Today, the question is: “Are we any different?” Have we already made up our minds what God can and cannot do? Are we convinced that this ancient story is past and has no bearing today? Do we approach the difficult situations of our lives looking for a confirmation of the glory and power of God; or do we approach them looking for a confirmation of our worst fears? Do we go to the empty tombs of our lives where things are fuzzy and unclear to celebrate a victorious resurrection? Or, is it our mission to verify the existence of dead bodies while we wish for things the way they were or the way we wish they had been? Why did we come to the tomb this morning?
In the story, Mary was so disoriented that she could not recognize that Christ was present. First, Jesus attempted to make himself known to her in a quiet way, “Why are you crying?” Jesus spoke to Mary much as we would to quiet a fretful child. “Woman why are you weeping; whom are you looking for?” Still, Mary could not see that the Risen Christ was right there with her. Can you remember a time when you heard from God, but it was a long time before you realized that you had heard from God? How many times have you found yourself running around in circles, looking for an answer to prayer, only to find that it was right there in front of your face all along?

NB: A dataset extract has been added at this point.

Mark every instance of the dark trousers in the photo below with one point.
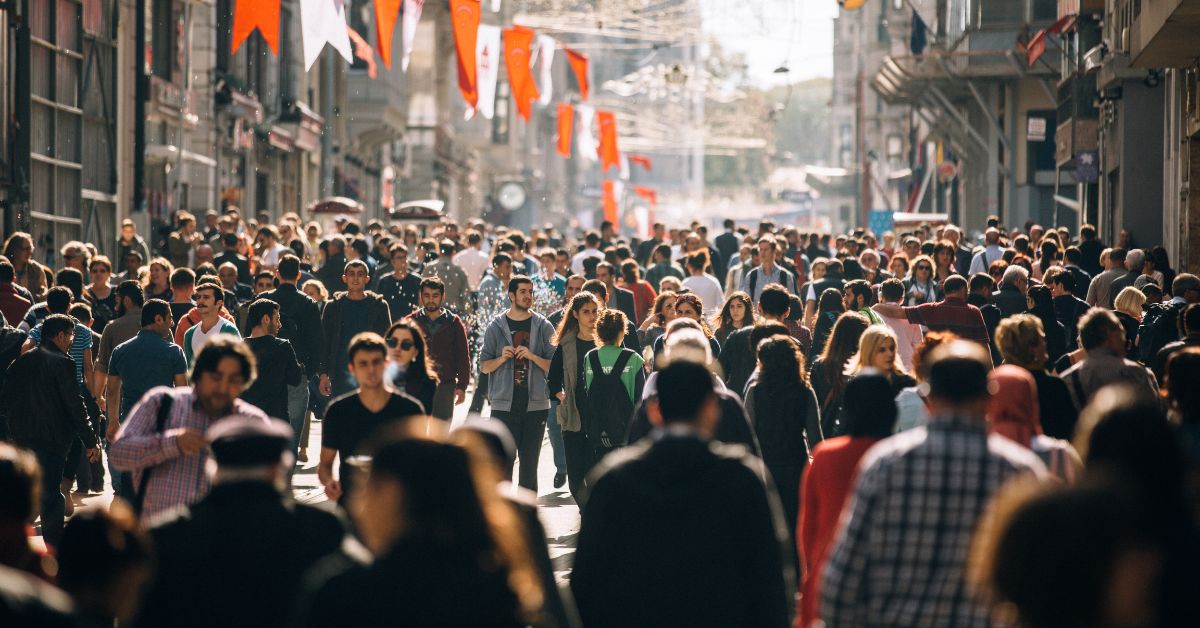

Mary did what we often do, she responded with a well-rehearsed response. Standing there, with Christ attempting to comfort her, she went into “auto.” “Sir, if you have carried him away, tell me where you have laid him, and I will take him away” (verse 15). Finally, Jesus called her by name as he had done so many times before…Mary! With a tone that said stop looking for a dead body. Mary! Stop looking for solutions inside a closed box! Stop acting as though limited perception limits outcome…Mary! Her response? – “Teacher?”
Finally, she heard and understood. The same Jesus who had fed the 5,000; The same Jesus who had walked on the water; The same Jesus who had opened the eyes of the blind; The same Jesus who had outraged the Pharisees by being seen with tax collectors like Matthew and sinners like her; The same Jesus who had raised Lazarus from the dead after four days when all hope was gone; The same Jesus who had healed her of her afflictions; Had risen from the dead — just as he had said he would!
This morning when we encounter the empty tomb, what does it mean? There is a mountain of difference between “he’s not here” and “he has risen.” When Simon Peter and John saw the empty tomb, they believed. Mary stood at that same empty tomb and wept at her own emptiness. The good news for us today is that God does not leave us to our own thoughts, even when we are full of doubt or despair. The lesson Mary teaches us today is to persevere until God’s voice breaks through the fog of our lives. Two of the disciples ran back to town with a believing conclusion, Mary stayed where she was until Jesus cleared her confusion.
Will God do anything less for us? God has brought you here for this message and for this Scripture and for this story of the resurrection of Jesus and this witness. And my prayer for you is that you will, now or very soon, by God’s grace, say, “I see.” That’s what Mary said, “I have seen the Lord.” In the Name of the Father and of the Son and of the Holy Spirit. Amen.